Warner's son also called George Townsend Warner (1865-1916) was a house-master at Harrow School and was, for many years, associated with the prestigious Harrow History Prize which was renamed the Townsend Warner History Prize following his death in 1916. His granddaughter was the English poet, writer, and journalist, Sylvia Townsend Warner (1893-1978) who was an English novelist, poet and musicologist.

Warner was educated at Harrow School and at Trinity College, Cambridge. As a cricketer, he played as an opening batsman in two matches against Cambridge University: one for the Cambridge Town Club in 1860 and the other for the Marylebone Cricket Club (MCC) in 1863. Though he played in trial matches and lesser games for Cambridge University, his only first-class match for the university's first team saw him bat in the lower order and he was not successful. It is not known if he batted right-handed, or left-handed.

Warner graduated from Cambridge University with a Bachelor of Arts degree in 1864, and this was converted to a Master of Arts in 1868. He was ordained as a Church of England deacon in 1864 and as a priest two years later and served as curate at parishes in Devon until 1875.

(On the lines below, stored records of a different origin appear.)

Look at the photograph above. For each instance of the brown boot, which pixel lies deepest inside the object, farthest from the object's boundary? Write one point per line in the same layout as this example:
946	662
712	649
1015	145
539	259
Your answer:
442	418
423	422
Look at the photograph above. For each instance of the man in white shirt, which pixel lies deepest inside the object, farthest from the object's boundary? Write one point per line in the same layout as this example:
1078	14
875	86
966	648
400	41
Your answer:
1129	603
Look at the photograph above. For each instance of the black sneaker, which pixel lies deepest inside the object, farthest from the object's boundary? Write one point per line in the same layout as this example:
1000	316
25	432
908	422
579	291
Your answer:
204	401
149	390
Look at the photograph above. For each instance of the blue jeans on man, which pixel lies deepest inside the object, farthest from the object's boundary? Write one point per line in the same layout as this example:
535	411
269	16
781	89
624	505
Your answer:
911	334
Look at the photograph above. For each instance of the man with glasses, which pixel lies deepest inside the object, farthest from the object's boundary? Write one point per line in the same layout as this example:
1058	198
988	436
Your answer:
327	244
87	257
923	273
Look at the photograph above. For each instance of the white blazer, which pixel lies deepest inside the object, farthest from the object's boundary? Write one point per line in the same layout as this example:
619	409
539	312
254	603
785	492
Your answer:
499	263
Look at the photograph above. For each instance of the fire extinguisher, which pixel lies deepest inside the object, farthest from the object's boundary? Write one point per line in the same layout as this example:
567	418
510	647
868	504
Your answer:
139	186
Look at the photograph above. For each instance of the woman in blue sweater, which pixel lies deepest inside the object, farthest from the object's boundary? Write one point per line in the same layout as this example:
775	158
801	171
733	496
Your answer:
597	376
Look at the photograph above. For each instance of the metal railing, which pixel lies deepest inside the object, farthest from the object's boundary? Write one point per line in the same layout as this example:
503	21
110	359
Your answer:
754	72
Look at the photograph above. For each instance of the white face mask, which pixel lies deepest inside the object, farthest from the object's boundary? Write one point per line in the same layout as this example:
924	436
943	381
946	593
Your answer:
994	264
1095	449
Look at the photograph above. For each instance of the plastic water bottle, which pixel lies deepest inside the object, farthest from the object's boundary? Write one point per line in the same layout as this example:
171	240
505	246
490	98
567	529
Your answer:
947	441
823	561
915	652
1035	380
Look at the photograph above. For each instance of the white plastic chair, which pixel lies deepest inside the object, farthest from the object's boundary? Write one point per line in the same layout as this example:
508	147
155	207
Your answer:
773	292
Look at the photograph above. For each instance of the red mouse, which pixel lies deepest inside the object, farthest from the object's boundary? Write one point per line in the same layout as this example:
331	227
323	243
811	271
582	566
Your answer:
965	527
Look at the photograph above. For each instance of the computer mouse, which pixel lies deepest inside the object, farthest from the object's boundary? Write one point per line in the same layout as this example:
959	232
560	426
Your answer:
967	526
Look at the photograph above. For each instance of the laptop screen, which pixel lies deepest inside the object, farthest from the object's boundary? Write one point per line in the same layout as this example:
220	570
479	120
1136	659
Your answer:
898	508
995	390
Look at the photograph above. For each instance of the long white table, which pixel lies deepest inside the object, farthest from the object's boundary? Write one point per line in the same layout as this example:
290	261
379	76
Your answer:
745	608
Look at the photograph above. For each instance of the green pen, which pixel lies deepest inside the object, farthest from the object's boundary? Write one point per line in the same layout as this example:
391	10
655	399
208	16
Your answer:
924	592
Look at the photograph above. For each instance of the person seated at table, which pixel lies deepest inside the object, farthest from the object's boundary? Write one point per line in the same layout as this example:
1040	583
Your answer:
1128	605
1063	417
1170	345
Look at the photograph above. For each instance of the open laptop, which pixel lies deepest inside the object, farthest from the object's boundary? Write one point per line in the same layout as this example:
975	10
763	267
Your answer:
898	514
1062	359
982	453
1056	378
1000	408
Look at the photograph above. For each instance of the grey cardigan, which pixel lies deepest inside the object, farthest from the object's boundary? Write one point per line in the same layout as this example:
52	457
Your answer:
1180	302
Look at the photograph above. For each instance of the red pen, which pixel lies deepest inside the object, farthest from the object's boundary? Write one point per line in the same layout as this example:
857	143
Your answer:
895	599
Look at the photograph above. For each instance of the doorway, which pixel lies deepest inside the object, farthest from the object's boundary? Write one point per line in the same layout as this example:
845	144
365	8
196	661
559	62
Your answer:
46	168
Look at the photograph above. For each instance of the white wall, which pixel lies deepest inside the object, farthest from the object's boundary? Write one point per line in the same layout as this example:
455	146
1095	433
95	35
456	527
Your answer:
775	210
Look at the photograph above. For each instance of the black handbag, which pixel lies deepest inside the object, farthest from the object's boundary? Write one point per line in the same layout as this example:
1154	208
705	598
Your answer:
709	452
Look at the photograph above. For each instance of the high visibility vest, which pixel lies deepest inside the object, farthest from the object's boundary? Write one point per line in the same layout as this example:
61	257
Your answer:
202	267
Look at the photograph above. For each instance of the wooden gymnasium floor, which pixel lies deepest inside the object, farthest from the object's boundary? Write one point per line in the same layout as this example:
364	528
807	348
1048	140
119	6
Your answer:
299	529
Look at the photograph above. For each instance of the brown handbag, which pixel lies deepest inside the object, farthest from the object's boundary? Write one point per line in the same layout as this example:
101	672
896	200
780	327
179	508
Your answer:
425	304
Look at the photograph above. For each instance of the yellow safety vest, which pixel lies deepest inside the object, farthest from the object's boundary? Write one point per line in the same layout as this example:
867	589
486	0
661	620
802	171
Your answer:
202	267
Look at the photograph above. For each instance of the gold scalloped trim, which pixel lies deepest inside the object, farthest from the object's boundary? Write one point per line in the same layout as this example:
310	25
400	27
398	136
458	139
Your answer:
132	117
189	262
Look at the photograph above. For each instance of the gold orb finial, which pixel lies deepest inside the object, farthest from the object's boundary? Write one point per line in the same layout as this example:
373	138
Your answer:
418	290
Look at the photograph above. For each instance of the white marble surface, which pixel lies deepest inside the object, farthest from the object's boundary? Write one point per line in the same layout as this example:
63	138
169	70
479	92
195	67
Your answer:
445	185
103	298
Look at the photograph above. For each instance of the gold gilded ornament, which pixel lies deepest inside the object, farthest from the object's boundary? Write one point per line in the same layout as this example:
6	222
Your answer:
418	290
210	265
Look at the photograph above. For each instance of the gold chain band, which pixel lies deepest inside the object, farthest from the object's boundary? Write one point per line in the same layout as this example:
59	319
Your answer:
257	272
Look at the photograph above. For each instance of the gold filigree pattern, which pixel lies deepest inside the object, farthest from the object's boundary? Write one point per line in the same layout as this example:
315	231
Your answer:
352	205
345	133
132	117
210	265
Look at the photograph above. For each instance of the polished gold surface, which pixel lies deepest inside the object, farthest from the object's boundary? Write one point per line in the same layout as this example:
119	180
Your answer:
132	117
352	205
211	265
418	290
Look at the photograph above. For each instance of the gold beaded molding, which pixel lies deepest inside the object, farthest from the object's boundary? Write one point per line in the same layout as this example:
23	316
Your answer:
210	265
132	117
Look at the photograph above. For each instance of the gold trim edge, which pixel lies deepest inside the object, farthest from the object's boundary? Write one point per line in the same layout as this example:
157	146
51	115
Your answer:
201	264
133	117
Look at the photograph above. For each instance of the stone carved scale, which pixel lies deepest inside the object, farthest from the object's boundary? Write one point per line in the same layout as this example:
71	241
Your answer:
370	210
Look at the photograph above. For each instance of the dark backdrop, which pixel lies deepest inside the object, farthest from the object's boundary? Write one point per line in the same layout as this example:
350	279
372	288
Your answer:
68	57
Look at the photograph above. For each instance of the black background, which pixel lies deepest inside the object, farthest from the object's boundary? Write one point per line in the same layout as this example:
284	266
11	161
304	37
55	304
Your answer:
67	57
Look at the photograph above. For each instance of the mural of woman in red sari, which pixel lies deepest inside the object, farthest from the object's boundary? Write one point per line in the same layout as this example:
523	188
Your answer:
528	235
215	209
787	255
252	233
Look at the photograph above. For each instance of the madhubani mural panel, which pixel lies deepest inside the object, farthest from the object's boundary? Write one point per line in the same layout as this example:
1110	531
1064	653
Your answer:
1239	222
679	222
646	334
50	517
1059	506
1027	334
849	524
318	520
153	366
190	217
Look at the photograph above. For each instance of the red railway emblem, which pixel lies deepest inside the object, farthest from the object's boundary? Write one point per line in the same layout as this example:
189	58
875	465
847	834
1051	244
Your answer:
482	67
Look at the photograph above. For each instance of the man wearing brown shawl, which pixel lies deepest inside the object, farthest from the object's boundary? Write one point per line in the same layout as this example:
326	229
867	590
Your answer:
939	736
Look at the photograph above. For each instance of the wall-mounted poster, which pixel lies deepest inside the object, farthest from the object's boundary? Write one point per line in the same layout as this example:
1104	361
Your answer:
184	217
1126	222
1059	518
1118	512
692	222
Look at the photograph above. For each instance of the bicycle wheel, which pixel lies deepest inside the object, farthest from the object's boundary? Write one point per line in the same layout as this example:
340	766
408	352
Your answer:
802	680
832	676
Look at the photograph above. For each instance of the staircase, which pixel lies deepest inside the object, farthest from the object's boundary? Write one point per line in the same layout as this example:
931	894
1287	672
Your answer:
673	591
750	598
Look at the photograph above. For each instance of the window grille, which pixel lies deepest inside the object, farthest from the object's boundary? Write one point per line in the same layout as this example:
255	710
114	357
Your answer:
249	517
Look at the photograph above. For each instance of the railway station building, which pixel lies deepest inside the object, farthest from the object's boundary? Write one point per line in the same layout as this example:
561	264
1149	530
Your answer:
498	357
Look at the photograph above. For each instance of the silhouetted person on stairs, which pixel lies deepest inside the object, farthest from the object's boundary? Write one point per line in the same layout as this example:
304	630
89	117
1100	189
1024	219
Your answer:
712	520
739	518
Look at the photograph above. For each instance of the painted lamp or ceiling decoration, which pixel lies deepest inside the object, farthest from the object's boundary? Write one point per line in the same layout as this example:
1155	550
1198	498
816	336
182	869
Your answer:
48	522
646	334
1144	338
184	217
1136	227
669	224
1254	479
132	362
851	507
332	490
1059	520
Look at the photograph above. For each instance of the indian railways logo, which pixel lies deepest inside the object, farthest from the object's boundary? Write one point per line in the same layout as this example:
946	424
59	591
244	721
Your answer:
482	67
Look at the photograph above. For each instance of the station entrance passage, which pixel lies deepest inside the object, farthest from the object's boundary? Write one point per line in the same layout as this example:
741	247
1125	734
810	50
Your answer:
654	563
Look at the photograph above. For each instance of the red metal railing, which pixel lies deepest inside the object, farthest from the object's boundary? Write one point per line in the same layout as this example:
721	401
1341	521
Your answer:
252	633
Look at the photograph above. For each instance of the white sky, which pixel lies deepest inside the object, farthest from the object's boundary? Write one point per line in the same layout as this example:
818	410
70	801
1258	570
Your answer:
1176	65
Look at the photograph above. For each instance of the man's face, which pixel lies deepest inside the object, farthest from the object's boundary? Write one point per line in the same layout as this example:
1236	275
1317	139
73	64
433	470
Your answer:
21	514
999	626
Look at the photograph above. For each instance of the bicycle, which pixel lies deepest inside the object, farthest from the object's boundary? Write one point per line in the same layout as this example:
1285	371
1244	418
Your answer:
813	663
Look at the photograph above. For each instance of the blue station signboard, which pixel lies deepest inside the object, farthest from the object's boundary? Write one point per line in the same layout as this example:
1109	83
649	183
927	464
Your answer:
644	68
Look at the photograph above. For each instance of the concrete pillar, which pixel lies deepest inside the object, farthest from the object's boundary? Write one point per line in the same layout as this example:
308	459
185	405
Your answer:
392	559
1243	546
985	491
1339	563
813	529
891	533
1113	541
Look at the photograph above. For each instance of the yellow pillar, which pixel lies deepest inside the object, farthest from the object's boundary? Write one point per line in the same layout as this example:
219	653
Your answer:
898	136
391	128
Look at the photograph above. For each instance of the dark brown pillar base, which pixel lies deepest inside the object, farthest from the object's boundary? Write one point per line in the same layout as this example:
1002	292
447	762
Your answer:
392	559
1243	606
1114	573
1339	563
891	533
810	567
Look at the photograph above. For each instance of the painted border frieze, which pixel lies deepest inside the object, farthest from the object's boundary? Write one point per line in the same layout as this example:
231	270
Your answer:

In 1875, Warner became headmaster of the Newton Abbot Proprietary college; one of his pupils there was the writer Arthur Quiller-Couch who wrote of him:

A tall sanguine man, in the middle years, but athletic yet, a rare runner between wickets; in school, and out of it, an organiser: a gentleman with every attribute of a good Head Master save a sense of justice, of which he had scarcely a glimmer, and being choleric, could be angriest when most unjust.

Warner also taught Bertram Fletcher Robinson and Percy Fawcett who later befriended and influenced the author, Arthur Conan Doyle.

From 1895 to his death in 1902 he returned to church work as rector of Alfold, Surrey.

Warner's younger brother William was a much more successful cricketer at Cambridge University.